Flux migratoires et marché de l’emploi

La situation du marché de l’emploi américain est très particulière : la nouvelle politique migratoire de Donald Trump réduit sensiblement l’offre de travail, l’immigration devant baisser de moitié par rapport à son niveau moyen d’avant la crise sanitaire. L’immigration nette devrait être de l’ordre de 500 000 personnes par an contre plus d’un million en moyenne avant la crise sanitaire. L’effort de reconduite aux frontières des immigrés illégaux pourrait s’avérer plus intense et réduire encore cette prévision. Or, dans le même temps, la création de nouveaux emplois ralentit sensiblement avec des salariés qui peinent de plus en plus à trouver un nouvel emploi. Il en résulte un taux de chômage qui augmente faiblement (à 4,2% avec un plus bas de 3,4% en avril 2023), et masque la détérioration du moral des ménages américains.
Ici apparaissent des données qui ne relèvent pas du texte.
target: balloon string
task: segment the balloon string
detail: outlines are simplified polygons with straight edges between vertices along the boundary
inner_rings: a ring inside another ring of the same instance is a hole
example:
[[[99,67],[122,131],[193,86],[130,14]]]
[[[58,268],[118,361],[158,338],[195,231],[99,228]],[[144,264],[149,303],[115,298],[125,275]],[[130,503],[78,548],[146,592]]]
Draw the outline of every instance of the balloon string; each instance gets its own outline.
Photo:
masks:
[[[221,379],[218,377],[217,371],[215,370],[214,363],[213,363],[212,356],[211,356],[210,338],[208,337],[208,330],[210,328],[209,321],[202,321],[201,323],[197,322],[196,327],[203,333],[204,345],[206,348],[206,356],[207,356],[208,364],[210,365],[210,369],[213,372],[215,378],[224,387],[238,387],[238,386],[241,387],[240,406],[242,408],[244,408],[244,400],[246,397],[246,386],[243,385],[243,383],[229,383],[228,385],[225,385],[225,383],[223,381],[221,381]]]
Le président de la Fed décrivait la situation en ces termes il y a quelques jours : « Tout compte fait, le ralentissement soudain de l’immigration a conduit à une curieuse forme d’équilibre (sur le marché du travail) qui résulte d’un net ralentissement à la fois de l’offre et de la demande de travailleurs ».

Le dilemme de la Fed

Face à la concomitance des risques inflationnistes et des risques de récession, la Fed – dont la politique monétaire reste restrictive avec des taux directeurs à 4,33% pour une inflation sous-jacente à 2,9% – estime désormais que le risque de ralentissement de l’économie devient plus préoccupant, en particulier depuis la chute des chiffres de création de nouveaux emplois.
Jerome Powell a ainsi indiqué que l’évolution récente de la conjoncture méritait d’envisager une modification de la politique monétaire de la banque centrale américaine et ce, en dépit de l’impact à venir de la politique tarifaire de Trump, jugé transitoire. À la suite de cette prise de position, les investisseurs tablent désormais sur deux baisses des taux directeurs américains d’ici à la fin de l’année, et sur trois baisses supplémentaires en 2026.
Les investisseurs se montrent également plus attentifs à l’évolution de la dette américaine. Ils redoutent que nous rentrions dans une ère de « domination fiscale », un environnement dans lequel le niveau de la dette publique est tel qu’il contraindra la politique monétaire des banques centrales, les empêchant de se concentrer sur la stabilité des prix, ouvrant la voie à une instabilité monétaire.
Le problème tient au poids de la dette publique américaine (la dette brute et la dette nette étant respectivement de l’ordre de 123% et 98% du PIB), à la remontée des taux d’intérêt et à la
récurrence des déficits publics (6,3% en 2025 ?), ces facteurs se combinent pour dessiner une trajectoire future insoutenable. Deux éléments viennent modifier les dernières projections : la nouvelle loi fiscale promulguée le 4 juillet 2025 et les taxations sur les importations.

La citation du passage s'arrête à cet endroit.